Moreover, you can check whether there are WLAN clients that connect suspiciously frequently to your APs and potentially need special treatment. You might want to query more information from the WLAN AP in question and define a firewall rule for the client on that basis.

In the course of time, you will collect a large volume of log data. A script that runs once a day, compress_and_delete.sh (Listing 6), helps save storage by compressing the previous day's logs with gzip and deleting the logs after 30 days.

Listing 6: compress_and_delete.sh

#! /bin/bash
#: Title: compress_and_delete.sh
#: Date: 28.01.2015
#: Author: Falko Benthin
#: Version: 1.0
#: Description: Compresses old logs and deletes very old logs
#: Options: none
# Directory for logfiles
LOGDIR="/home/falko/monitorlog"
# gestern
YEAR=$( date -d "yesterday" +%Y )
MONTH=$( date -d "yesterday" +%m )
DAY=$( date -d "yesterday" +%d )
# Compress yesterday's logs
gzip $LOGDIR/$YEAR/$MONTH/$DAY/*log
# Delete old logs
find $LOGDIR -mtime +30 | xargs rm
exit 0

Conclusions

SNMP lets you collect a large volume of data that can help you with your evaluation and thus support troubleshooting. The protocol and the queries are easy on resources, so you could assign other tasks to your Raspberry Pi, if necessary.

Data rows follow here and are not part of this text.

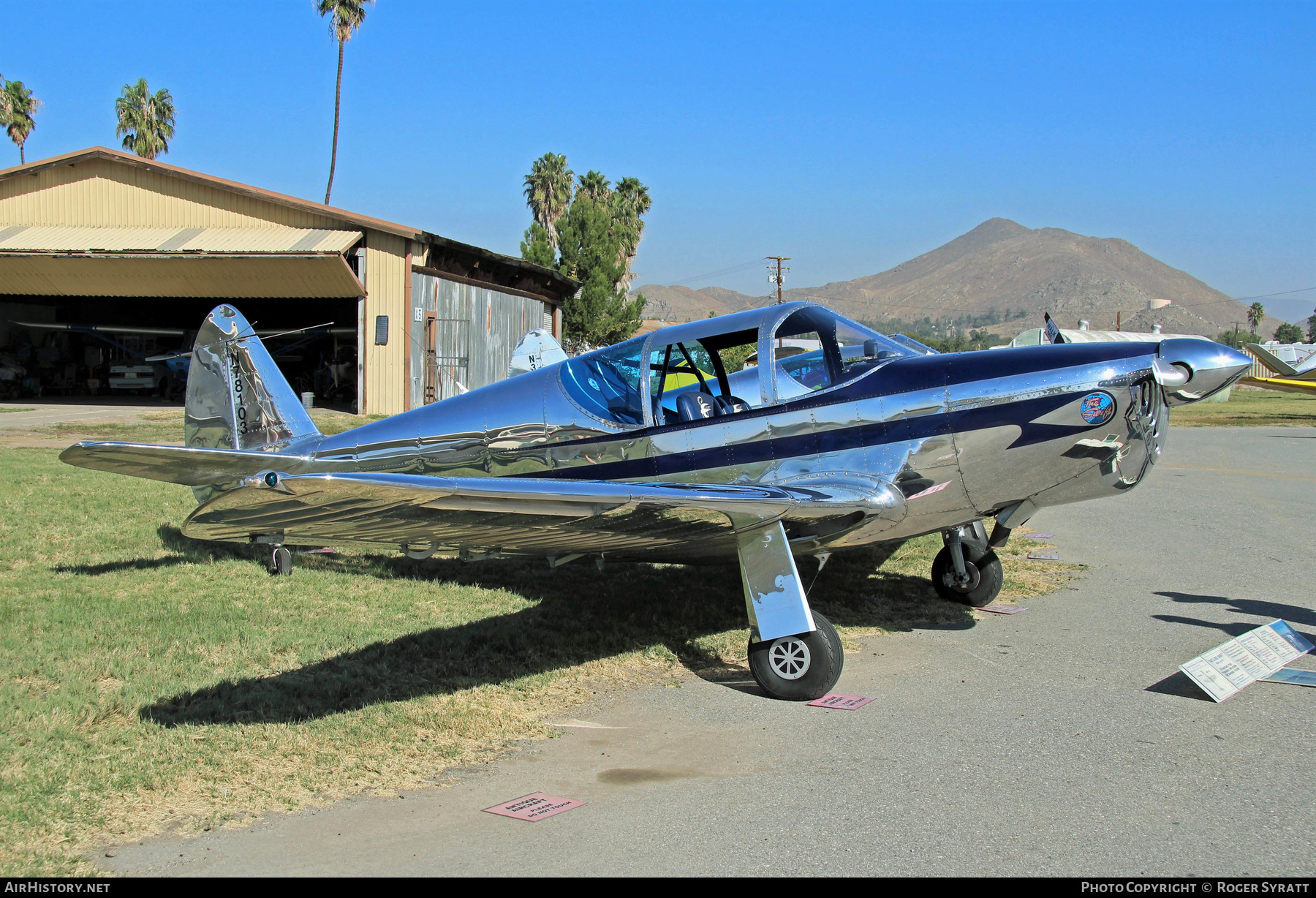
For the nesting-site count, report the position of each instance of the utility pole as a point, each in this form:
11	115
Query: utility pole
776	278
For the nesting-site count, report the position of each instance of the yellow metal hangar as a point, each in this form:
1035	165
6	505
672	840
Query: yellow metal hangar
105	238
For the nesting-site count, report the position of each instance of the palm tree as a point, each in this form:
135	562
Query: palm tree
145	118
18	107
631	200
1256	314
348	16
595	186
548	192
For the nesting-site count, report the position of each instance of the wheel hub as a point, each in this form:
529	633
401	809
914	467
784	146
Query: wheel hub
972	578
789	657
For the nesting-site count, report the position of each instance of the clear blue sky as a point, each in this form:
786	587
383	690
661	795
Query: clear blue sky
849	137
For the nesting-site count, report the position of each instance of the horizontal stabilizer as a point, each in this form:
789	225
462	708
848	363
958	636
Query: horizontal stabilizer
1278	365
186	465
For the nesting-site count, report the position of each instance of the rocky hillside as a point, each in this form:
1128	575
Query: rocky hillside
1002	265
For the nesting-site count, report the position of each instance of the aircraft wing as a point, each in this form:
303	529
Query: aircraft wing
504	516
105	328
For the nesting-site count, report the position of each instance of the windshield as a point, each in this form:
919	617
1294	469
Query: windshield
605	382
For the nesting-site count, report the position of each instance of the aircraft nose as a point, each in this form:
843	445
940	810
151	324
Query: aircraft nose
1210	368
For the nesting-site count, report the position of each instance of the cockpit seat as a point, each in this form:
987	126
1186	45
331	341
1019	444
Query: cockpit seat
695	406
730	404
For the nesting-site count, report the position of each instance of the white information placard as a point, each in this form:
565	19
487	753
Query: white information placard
1228	668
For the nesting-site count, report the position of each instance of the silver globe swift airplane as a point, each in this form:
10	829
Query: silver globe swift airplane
763	435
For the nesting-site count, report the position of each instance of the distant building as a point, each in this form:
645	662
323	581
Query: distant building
1033	337
110	238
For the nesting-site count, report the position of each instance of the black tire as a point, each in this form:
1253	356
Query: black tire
281	562
822	657
985	578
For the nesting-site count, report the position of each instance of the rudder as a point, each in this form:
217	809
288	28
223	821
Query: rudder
237	398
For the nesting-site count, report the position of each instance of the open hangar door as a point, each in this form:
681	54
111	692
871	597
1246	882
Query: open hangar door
105	347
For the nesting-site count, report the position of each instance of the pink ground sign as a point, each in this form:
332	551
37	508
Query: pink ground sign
536	806
842	702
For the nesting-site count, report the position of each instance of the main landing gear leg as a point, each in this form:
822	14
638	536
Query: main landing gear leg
967	570
794	653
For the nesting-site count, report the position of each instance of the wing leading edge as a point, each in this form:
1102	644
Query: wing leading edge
513	516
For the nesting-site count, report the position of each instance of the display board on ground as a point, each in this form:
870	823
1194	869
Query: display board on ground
1228	668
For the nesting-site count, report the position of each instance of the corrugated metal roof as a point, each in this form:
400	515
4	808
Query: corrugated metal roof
50	238
210	276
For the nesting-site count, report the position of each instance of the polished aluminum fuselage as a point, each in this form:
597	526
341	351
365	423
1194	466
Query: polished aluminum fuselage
952	437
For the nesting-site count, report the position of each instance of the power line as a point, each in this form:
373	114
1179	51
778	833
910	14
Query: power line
1279	294
778	278
715	274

That said, plain vanilla SNMP queries are not to the liking of administrators who prefer monitoring in real time with visualization. If this sounds like you, you might prefer to go for MRTG, Cacti, or legacy network monitoring tools such as Nagios, Icinga, Zabbix, or Munin.